Pedagang Ini Siasati Daging Ayam Tak Laku Diolah Jadi Fried Chicken

Pedagang Ini Siasati Daging Ayam Tak Laku Diolah Jadi Fried Chicken

Dina Rayanti - detikFinance
Selasa, 16 Feb 2016 14:23 WIB
Pedagang Ini Siasati Daging Ayam Tak Laku Diolah Jadi Fried Chicken
Foto: Dikhy Sasra
Jakarta - Harga daging ayam di awal tahun ini sempat melonjak tinggi karena dipicu mahalnya harga pakan ternak. Harga jagung yang jadi bahan baku utama pakan ternak loncat dari Rp 3.000/kg menjadi Rp 7.000/kg. Imbasnya, harga ayam naik hingga mencapai Rp 45.000/ekor.

Berdasarkan pantauan detikFinance di Pasar Kramat Jati, Jakarta Timur, harga ayam sudah mengalami penurunan di kisaran Rp 35.000-40.000/ekor.
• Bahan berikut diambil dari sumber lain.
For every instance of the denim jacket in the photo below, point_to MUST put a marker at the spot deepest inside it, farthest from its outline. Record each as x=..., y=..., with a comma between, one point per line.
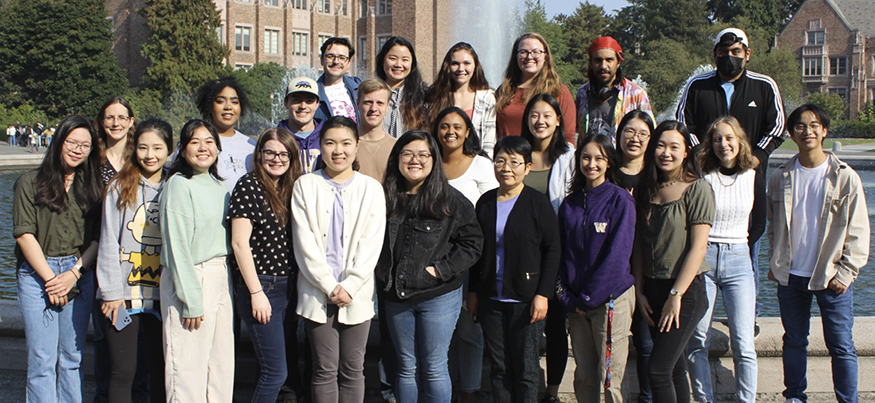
x=452, y=245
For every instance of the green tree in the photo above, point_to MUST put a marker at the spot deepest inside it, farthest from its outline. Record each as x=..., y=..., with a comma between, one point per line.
x=833, y=104
x=183, y=48
x=57, y=56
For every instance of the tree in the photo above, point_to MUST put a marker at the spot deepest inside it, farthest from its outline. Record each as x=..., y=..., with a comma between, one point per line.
x=57, y=56
x=833, y=104
x=183, y=48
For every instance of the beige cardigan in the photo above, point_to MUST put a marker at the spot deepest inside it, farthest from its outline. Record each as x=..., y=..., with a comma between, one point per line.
x=364, y=225
x=844, y=225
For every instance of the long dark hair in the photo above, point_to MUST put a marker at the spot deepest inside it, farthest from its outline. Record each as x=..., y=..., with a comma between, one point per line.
x=471, y=146
x=440, y=94
x=651, y=176
x=278, y=198
x=180, y=164
x=128, y=179
x=101, y=132
x=413, y=94
x=87, y=186
x=207, y=93
x=557, y=145
x=578, y=179
x=433, y=198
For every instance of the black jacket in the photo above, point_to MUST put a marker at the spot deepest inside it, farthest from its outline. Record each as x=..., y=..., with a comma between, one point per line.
x=532, y=248
x=451, y=245
x=756, y=103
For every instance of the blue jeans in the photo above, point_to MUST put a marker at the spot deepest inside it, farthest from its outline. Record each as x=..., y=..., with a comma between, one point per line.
x=55, y=336
x=421, y=332
x=837, y=315
x=732, y=274
x=268, y=339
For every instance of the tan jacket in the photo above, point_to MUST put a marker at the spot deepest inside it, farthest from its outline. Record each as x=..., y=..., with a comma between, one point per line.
x=844, y=225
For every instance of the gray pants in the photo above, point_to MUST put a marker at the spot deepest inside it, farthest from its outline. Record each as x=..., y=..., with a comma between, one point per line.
x=338, y=359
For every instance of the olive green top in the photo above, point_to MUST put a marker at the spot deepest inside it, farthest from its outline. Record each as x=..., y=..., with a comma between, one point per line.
x=538, y=180
x=666, y=232
x=67, y=233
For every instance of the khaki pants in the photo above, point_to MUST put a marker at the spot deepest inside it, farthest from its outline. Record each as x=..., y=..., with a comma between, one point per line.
x=588, y=336
x=199, y=364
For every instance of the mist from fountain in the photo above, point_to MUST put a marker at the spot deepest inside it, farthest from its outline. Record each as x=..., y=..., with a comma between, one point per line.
x=490, y=26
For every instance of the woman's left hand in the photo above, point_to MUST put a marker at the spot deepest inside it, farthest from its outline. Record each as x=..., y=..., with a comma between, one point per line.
x=539, y=308
x=61, y=284
x=671, y=312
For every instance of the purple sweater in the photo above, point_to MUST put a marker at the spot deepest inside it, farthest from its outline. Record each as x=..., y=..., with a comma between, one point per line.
x=597, y=229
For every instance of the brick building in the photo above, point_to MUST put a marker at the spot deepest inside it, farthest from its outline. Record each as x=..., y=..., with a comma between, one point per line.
x=290, y=32
x=834, y=41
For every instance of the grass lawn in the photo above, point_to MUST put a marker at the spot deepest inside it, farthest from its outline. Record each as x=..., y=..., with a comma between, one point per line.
x=827, y=144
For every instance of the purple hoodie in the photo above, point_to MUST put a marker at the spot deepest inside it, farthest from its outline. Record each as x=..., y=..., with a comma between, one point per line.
x=308, y=147
x=597, y=230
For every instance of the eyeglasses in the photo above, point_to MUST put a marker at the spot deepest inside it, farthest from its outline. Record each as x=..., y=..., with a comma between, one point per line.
x=119, y=118
x=75, y=145
x=340, y=58
x=269, y=155
x=812, y=127
x=513, y=164
x=631, y=133
x=407, y=156
x=535, y=54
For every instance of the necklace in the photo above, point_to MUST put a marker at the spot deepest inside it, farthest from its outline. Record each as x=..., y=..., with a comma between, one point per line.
x=720, y=179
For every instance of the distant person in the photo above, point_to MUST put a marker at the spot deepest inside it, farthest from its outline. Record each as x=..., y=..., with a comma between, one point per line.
x=56, y=244
x=223, y=102
x=732, y=90
x=396, y=65
x=302, y=101
x=609, y=95
x=531, y=71
x=462, y=83
x=337, y=91
x=819, y=236
x=374, y=143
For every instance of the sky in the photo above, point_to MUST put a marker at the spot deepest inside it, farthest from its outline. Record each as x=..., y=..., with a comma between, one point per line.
x=554, y=7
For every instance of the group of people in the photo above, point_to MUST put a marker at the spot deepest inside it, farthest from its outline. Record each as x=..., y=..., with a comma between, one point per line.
x=470, y=222
x=35, y=136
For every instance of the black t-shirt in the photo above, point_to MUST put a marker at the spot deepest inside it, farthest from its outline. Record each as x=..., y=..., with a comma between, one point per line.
x=269, y=241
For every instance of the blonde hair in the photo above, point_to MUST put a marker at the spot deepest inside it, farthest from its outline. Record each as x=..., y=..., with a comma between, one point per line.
x=547, y=80
x=709, y=161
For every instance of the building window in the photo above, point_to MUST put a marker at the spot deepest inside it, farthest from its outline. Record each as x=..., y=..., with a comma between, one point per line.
x=813, y=67
x=241, y=38
x=299, y=43
x=385, y=7
x=323, y=6
x=838, y=66
x=271, y=41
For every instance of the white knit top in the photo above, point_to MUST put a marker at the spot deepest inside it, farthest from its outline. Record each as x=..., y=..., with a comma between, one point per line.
x=734, y=197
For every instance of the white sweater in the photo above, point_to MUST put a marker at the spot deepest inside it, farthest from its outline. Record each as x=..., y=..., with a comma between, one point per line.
x=364, y=225
x=734, y=200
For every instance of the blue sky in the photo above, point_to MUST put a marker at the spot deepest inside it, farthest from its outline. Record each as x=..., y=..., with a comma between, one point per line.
x=554, y=7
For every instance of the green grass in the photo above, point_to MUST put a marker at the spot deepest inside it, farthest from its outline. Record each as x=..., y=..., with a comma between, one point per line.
x=827, y=143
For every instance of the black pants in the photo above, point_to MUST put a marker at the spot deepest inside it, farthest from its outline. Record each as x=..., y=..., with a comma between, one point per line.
x=556, y=330
x=667, y=369
x=512, y=345
x=123, y=354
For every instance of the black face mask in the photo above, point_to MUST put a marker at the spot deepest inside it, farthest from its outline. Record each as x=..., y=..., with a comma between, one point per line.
x=730, y=66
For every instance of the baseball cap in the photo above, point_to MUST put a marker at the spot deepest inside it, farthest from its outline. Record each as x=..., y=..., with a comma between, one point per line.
x=303, y=84
x=730, y=36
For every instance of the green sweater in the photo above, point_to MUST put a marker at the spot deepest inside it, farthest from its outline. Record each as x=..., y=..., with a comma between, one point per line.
x=193, y=230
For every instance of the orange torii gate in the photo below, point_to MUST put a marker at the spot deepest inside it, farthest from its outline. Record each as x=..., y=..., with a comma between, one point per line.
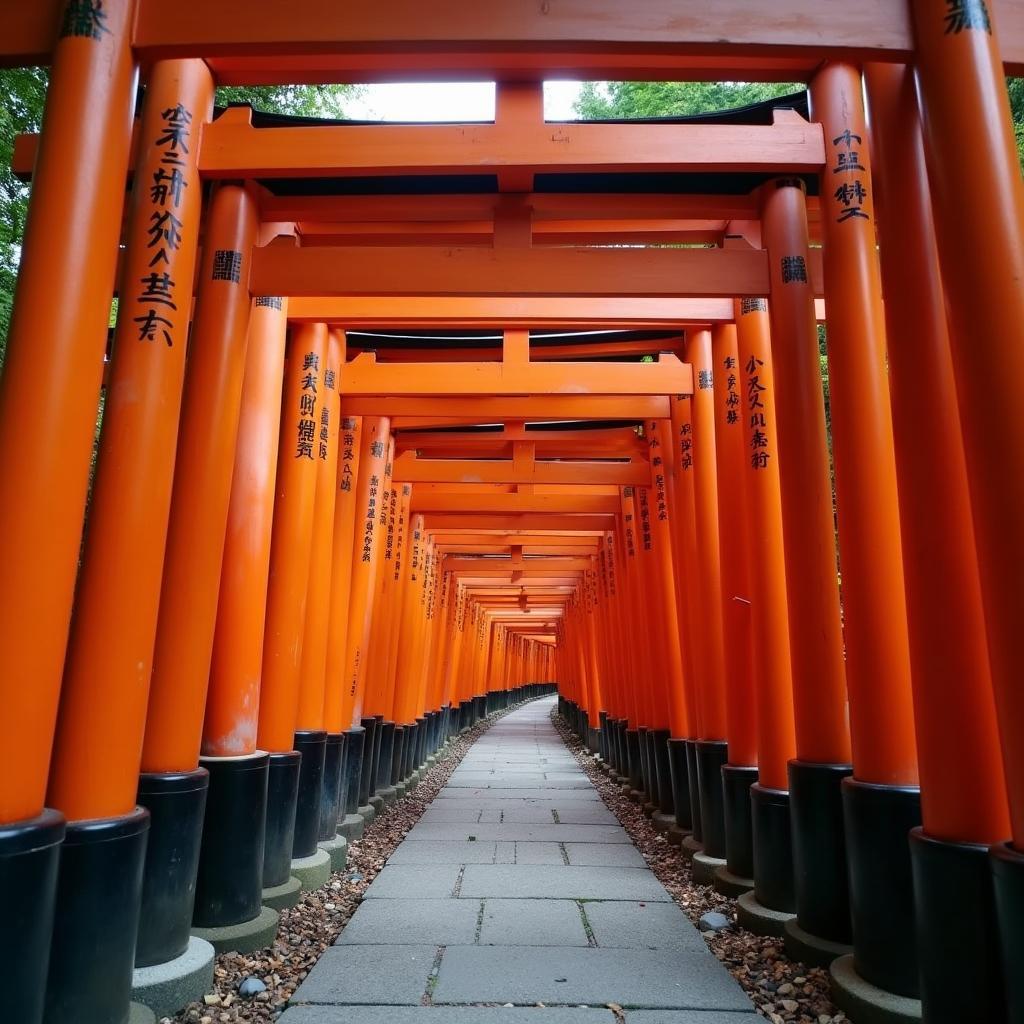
x=777, y=724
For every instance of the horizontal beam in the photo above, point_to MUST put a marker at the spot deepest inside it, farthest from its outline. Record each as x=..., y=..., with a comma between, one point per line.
x=500, y=471
x=282, y=268
x=424, y=501
x=233, y=148
x=536, y=408
x=365, y=376
x=247, y=40
x=496, y=311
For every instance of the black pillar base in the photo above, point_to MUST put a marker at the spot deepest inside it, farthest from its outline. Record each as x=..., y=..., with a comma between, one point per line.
x=30, y=851
x=693, y=779
x=99, y=896
x=711, y=756
x=282, y=799
x=819, y=849
x=679, y=767
x=878, y=820
x=1008, y=876
x=367, y=771
x=663, y=771
x=633, y=755
x=386, y=753
x=957, y=932
x=397, y=753
x=311, y=744
x=412, y=736
x=332, y=808
x=736, y=782
x=229, y=880
x=421, y=743
x=773, y=886
x=352, y=774
x=176, y=803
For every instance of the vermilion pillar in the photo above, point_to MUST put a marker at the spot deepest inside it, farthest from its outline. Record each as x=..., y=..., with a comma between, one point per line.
x=979, y=208
x=964, y=800
x=54, y=361
x=304, y=393
x=110, y=655
x=740, y=698
x=310, y=736
x=773, y=884
x=709, y=653
x=812, y=585
x=229, y=884
x=882, y=802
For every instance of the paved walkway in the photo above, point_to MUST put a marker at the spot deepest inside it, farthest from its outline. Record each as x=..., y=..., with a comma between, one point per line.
x=518, y=886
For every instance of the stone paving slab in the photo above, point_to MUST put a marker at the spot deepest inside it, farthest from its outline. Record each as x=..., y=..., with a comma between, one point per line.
x=604, y=855
x=539, y=853
x=375, y=975
x=616, y=924
x=397, y=922
x=458, y=793
x=561, y=882
x=515, y=833
x=453, y=1015
x=415, y=882
x=690, y=1017
x=645, y=978
x=444, y=852
x=519, y=887
x=532, y=923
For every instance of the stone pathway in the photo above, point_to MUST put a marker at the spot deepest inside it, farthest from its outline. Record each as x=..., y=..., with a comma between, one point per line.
x=518, y=886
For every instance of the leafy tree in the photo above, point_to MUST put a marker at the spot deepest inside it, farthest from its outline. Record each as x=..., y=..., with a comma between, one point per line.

"Ya sekarang Rp 35.000/ekor, udah lumayan murah dibanding waktu itu sempat Rp 45.000/ekor, harga segitu juga pembeli masih nawar lebih murah lagi," kata seorang perempuan yang mengaku bernama War, pedagang ayam di Pasar Kramat Jati, Jakarta Timur, Selasa (16/2/2016).

SCROLL TO CONTINUE WITH CONTENT

Ia juga mengatakan adanya penurunan pembeli ini disebabkan adanya faktor ekonomi.

"Kayanya ekonomi lagi begini ya, jadi ya pembeli berkurang, tapi kalau stok sih gak susah masih banyak," kata War.

Untuk menyiasati hal ini, War mengolah ayam-ayam yang tidak laku dijual untuk dijadikan ayam fried chicken yang dijual oleh suaminya.

"Ini aku jualan sampai jam 10-an paling, nah sisa yang gak laku aku bikin fried chicken suamiku yang jualan, per potongnya dijual Rp 5.000-6.000," kata War.

Lain halnya dengan War, Jumini yang juga berjualan ayam di Pasar Kramat Jati, Jakarta Timur, menyiasati barang dagannya dengan cara menurunkan harganya.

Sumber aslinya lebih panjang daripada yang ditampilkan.